Hello,
Sometimes SSSD is not recovered after being killed by own watchdog. This is a DEV environment, somewhat poorly monitored, OOM kills are common (but SSSD is not killed). RHEL8.8, sssd-2.8.2 with Active Directory.
1. Under the memory pressure, the system becomes unresponsive, and SSSD's own watchdog terminates sssd_be and restarts it. 2. Since the system is still operating very slowly, it takes quite a while to start sssd_be. From the output of “ps” command I can see that sssd_be start time is 09:32:13, but sssd_be’s initial message in its logs “Starting with debug level = 0x0070” is dated 9:34:02. So it took almost 2 minutes to start sssd_be. 3. Meanwhile, nss/pam responders tried to connect to the backend 3 times and gave up with a message “Unable to reconnect: maximum retries exceeded”. 4. OOM killer finally kills some process (not SSSD ones) and the system performance returns back to normal.
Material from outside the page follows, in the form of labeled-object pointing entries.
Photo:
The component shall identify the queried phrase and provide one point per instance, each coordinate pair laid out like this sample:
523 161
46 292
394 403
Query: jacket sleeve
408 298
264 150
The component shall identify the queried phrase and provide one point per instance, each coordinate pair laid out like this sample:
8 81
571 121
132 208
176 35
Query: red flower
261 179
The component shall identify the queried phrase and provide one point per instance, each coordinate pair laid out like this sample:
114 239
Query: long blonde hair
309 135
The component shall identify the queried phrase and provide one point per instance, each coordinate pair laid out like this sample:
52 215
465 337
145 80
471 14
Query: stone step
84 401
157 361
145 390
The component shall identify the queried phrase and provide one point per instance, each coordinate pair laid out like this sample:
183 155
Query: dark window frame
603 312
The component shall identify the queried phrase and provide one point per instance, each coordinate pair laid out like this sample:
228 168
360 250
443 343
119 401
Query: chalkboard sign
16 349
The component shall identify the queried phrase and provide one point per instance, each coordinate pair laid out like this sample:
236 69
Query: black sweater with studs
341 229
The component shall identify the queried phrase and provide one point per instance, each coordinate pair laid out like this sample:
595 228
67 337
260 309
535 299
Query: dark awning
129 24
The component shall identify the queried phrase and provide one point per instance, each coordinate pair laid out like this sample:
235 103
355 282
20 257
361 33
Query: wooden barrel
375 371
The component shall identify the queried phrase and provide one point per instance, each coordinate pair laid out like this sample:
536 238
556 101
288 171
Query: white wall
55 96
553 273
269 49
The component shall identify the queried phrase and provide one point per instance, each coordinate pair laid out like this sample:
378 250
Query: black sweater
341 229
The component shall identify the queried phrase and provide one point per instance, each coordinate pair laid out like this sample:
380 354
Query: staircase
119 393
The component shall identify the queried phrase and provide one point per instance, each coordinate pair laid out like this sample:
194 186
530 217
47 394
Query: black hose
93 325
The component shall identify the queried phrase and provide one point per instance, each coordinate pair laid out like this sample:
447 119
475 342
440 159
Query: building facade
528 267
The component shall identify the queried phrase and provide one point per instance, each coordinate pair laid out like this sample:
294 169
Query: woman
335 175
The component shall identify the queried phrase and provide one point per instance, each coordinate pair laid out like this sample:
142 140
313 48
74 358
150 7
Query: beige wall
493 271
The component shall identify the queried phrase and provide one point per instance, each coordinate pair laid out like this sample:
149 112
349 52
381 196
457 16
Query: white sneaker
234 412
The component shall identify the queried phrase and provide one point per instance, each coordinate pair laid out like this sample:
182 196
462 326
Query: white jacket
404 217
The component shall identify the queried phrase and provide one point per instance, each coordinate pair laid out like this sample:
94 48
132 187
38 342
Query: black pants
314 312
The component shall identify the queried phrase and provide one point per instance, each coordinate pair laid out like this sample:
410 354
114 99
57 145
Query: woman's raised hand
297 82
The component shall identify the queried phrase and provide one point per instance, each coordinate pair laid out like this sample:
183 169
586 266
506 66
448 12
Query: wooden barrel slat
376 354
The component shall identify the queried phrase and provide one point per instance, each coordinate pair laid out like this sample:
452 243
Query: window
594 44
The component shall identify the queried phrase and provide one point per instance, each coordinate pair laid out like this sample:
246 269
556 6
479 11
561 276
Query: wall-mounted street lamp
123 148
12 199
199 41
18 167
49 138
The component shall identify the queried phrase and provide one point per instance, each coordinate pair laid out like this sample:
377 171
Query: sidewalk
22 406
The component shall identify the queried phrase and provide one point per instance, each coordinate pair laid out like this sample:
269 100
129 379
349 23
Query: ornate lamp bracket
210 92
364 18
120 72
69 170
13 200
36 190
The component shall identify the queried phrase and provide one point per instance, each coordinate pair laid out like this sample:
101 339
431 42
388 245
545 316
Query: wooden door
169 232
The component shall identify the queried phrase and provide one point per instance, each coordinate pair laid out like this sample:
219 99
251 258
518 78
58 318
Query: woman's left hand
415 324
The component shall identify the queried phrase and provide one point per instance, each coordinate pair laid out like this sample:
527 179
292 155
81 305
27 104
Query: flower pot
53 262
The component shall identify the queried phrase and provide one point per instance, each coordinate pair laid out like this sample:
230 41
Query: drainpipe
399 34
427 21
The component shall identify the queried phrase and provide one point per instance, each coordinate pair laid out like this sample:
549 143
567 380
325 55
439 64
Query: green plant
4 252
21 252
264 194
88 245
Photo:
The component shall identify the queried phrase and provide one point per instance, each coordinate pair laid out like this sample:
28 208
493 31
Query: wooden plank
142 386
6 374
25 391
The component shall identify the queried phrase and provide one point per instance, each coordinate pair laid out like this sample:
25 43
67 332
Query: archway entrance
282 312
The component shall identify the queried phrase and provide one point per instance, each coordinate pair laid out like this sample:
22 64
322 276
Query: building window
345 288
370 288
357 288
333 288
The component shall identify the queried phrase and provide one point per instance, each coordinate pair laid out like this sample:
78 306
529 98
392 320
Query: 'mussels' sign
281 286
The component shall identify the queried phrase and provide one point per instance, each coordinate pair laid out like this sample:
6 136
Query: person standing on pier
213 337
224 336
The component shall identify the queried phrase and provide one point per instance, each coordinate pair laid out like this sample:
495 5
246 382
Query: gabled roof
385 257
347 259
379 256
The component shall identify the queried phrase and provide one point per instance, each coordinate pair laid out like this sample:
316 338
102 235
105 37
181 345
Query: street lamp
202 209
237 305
So we end up with SSSD up and running, but not functioning, because nss/pam responders will never try connecting to the backend again. And it was caused by its own watchdog. It looks like if watchdog hadn't killed sssd_be, it would have recovered after OOM killer killed the memory hog process.
I still cannot believe that SSSD cannot recover on its own from such a simple situation. To my mind it should try reconnecting to the backend every 60s or something like that.
Is it expected behaviour or am I missing something?
Kind regards, Grigory Trenin